Tangkapan layar Direktur Pencegahan dan Penanganan Konflik Pertanahan, Kementerian Agraria dan Tata Ruang/Badan Pertanahan Nasional (ATR/BPN), Brigjen Pol. Daniel Aditya Jaya dalam forum group discussion bertajuk “Problematika Mafia Tanah di Indonesia” yang disiarkan langsung di kanal YouTube Iqtishad Consulting, dipantau dari Jakarta, Kamis (9/12/2021). ANTARA/Tri Meilani Ameliya.

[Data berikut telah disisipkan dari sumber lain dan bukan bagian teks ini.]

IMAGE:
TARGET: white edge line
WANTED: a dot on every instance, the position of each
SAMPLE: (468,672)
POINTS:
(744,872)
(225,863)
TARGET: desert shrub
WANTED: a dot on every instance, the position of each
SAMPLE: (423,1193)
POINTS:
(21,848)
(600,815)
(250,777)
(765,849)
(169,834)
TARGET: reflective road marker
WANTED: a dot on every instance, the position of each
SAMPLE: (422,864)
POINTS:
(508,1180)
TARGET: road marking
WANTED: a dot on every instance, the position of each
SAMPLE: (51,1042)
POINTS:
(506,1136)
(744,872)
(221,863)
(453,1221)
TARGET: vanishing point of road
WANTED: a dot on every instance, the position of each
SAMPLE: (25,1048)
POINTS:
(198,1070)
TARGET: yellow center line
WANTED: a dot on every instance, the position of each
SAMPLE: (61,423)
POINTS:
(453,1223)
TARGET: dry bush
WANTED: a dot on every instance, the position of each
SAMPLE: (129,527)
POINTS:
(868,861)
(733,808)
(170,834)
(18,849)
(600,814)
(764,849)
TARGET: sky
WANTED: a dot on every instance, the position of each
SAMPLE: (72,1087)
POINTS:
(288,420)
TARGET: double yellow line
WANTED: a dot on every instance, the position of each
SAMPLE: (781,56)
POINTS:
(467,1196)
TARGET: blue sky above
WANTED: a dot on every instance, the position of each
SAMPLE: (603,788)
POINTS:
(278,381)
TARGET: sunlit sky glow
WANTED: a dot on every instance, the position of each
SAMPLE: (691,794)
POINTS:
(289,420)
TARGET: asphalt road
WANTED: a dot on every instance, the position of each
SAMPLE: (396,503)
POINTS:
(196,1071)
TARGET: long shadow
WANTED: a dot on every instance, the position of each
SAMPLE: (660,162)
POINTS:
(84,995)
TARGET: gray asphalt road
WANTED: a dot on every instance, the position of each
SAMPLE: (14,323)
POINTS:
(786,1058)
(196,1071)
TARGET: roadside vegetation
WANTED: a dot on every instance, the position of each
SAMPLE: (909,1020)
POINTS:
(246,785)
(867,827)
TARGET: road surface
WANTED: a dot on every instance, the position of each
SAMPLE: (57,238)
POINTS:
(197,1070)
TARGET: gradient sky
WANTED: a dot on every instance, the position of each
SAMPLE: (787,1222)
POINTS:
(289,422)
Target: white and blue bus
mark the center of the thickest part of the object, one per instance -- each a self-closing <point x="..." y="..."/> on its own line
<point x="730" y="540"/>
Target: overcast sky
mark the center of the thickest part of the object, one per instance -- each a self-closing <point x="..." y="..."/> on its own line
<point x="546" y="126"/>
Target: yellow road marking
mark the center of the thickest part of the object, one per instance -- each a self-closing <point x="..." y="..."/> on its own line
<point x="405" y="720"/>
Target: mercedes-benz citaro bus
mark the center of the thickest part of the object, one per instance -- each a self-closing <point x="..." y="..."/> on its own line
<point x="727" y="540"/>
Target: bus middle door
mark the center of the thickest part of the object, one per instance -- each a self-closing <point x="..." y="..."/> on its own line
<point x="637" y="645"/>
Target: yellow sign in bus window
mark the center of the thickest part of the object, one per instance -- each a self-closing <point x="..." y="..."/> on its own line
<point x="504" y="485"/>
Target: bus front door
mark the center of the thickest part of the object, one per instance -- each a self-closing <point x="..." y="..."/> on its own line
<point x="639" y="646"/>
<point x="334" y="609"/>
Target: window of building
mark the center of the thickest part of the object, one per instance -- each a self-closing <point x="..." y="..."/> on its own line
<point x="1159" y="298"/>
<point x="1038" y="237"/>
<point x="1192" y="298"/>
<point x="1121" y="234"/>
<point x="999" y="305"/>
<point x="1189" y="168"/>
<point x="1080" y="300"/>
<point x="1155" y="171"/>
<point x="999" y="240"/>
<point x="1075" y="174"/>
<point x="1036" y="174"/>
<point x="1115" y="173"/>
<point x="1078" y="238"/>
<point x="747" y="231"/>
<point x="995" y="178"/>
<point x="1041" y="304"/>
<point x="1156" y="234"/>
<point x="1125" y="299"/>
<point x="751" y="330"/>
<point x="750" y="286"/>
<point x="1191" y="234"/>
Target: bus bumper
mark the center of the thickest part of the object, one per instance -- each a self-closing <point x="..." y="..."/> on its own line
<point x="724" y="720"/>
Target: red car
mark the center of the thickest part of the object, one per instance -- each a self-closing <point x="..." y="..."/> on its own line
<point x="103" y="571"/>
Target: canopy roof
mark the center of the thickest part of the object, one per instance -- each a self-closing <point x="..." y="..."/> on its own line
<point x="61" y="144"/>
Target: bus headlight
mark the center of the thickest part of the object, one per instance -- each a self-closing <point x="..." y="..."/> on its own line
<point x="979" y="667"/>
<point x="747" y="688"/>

Jakarta, aktual.com – Direktur Pencegahan dan Penanganan Konflik Pertanahan, Kementerian Agraria, dan Tata Ruang/Badan Pertanahan Nasional (ATR/BPN) Brigjen Pol. Daniel Aditya Jaya menyebutkan salah satu modus mafia tanah untuk mendapatkan hak atas tanah adalah merekayasa gugatannya.

“Mafia tanah melakukan gugatan rekayasa di pengadilan untuk mendapatkan hak atas tanah, padahal baik penggugat maupun tergugat merupakan bagian dari kelompok mafia tersebut,” ujar Daniel Aditya Jaya.

Hal itu dikemukakannya saat menjadi pemateri dalam forum group discussion bertajuk Problematika Mafia Tanah di Indonesia yang disiarkan langsung di kanal YouTube Iqtishad Consulting, dipantau dari Jakarta, Kamis (9/12).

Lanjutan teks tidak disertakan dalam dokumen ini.